— Jamais, man, jamais !

— D’accord, fumez…

Avec une dextérité d’intoxiqués en manque, ils chargèrent leur pipe et commencèrent à tirer des bouffées.

— Ah, man, ah !

— Ouais…

— Ouais, man, ouais…

— Ouais !

Agacé, mon père haussait les épaules et leur tourna le dos, s’absorbant dans la contemplation du paysage, sable et rochers.

— Lamentable, comme dialogue ! Leur éloquence tient en des « ouais » et des man, monosyllabes et onomatopées sur lesquels ils tirent à répétition comme un singe secoue le cocotier. Ah, quelle triste époque… Regarde-les bien et écoute-les, fils, qu’au moins tu sois dégoûté. La déchéance, on la repère chez les autres, pas chez soi ; elle n’est laide qu’affichée sur la figure d’autrui. La drogue, si on l’expérimentait sur ses proches, on n’en prendrait jamais.

Pendant une semaine, le voyage continua ainsi, sur un rythme chaotique, accumulant interruptions volontaires – « il faut qu’on fume, man, qu’on fume » – et interruptions forcées – Habib et Hatim se vidangeaient par tous leurs orifices. Assidu, mon père était fasciné par les diarrhées et les vomissements.

— Extraordinaire, fils, extraordinaire, cette capacité du corps humain à se débarrasser de ce qui l’encombre. On regrette que ces deux-là ne puissent pas chier par les oreilles ; au moins, ils se purgeraient de leurs idées pourries.

— Papa, pour se vider la tête, encore faudrait-il qu’ils aient de la cervelle !

— Tu as raison, fils. Dieu est grand : il laisse de l’air entre les oreilles de ceux qui n’entendent pas.
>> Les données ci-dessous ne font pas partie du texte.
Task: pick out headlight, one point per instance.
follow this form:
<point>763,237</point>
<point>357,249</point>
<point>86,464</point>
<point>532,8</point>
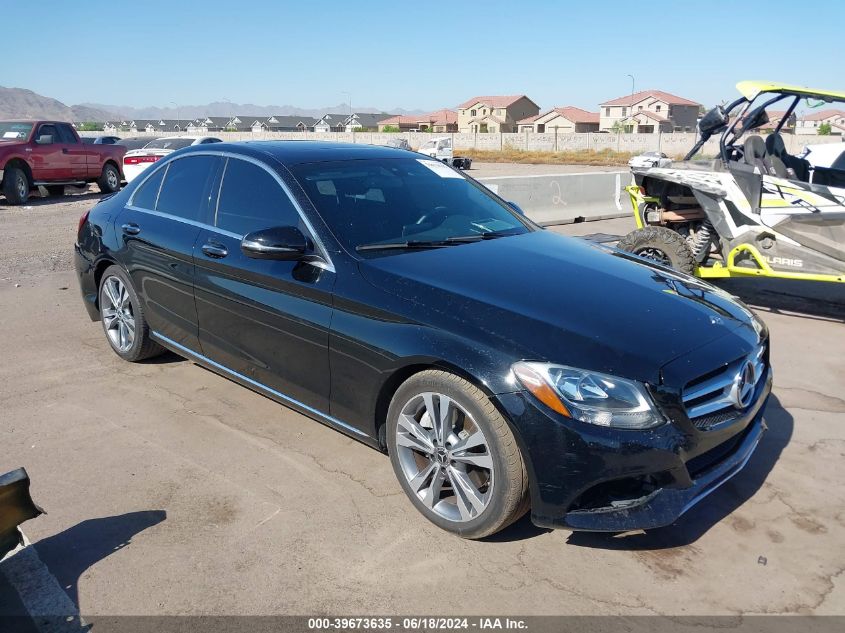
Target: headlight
<point>589,396</point>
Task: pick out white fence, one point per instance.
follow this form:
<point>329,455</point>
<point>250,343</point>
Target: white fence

Malgré leur état – ils avaient du mal à repérer les heures, les jours, parfois du mal à se tenir propres, leurs élucubrations devenaient de plus en plus nébuleuses –, Habib et Hatim surent toujours m’indiquer le chemin, se réveillant à temps, réflexe vital pour marchander leur plaisir, s’autoriser à retomber en extase hypnotique. Grâce à leurs astuces et à ma conduite infatigable, nous quittâmes l’Irak sans encombre, passâmes en Arabie Saoudite où, après plusieurs jours de désert, puis de montagnes, nous parvînmes au bord de la mer Rouge, non loin du golfe d’Aqaba.

— Te rends-tu compte, fils ? La mer Rouge ! Je ne pensais pas venir là de mon vivant.

— Au fond, tu avais raison !

Mon père rit un long moment, un rire profond, loin de l’étincelle qui l’avait provoqué, un de ces rires interminables qui veulent juste rendre sonore et palpable le bonheur.

— Admire, Saad : un ami m’avait prévenu que, lorsqu’on observe les flots de la mer Rouge, on les trouve plus bleus que les autres flots, d’un bleu soutenu, pur, essentiel, sans compromission.

— Tu as raison. À quoi est-ce dû ?

— Ce n’est pas un effet du réel, c’est une conséquence des mots. « Bleu comme une orange », suggérait Éluard, un écrivain français, car l’orange est l’opposé total du bleu, un rouge qui se mouille de jaune. Le bleu de la mer Rouge paraît d’autant plus bleu qu’on l’appelle rouge. Cela ne tient pas à la chimie des vagues ou de la lumière, mais à la chimie poétique.

Il se retourna et considéra Habib et Hatim, affalés, les yeux figés, quasi inconscients.

— Si ça continue, ils vont fumer tout le chargement.

— À mon avis, Fahd al-Hassad a prévu le coup. Je suis sûr qu’il a caché la réserve la plus importante ailleurs dans la voiture, sous un pare-chocs, à l’intérieur d’un fauteuil, et la part que ces deux imbéciles croient voler n’est au fond que la portion que Fahd leur a destinée. Il faut beaucoup de psychologie pour devenir un éminent malfaiteur.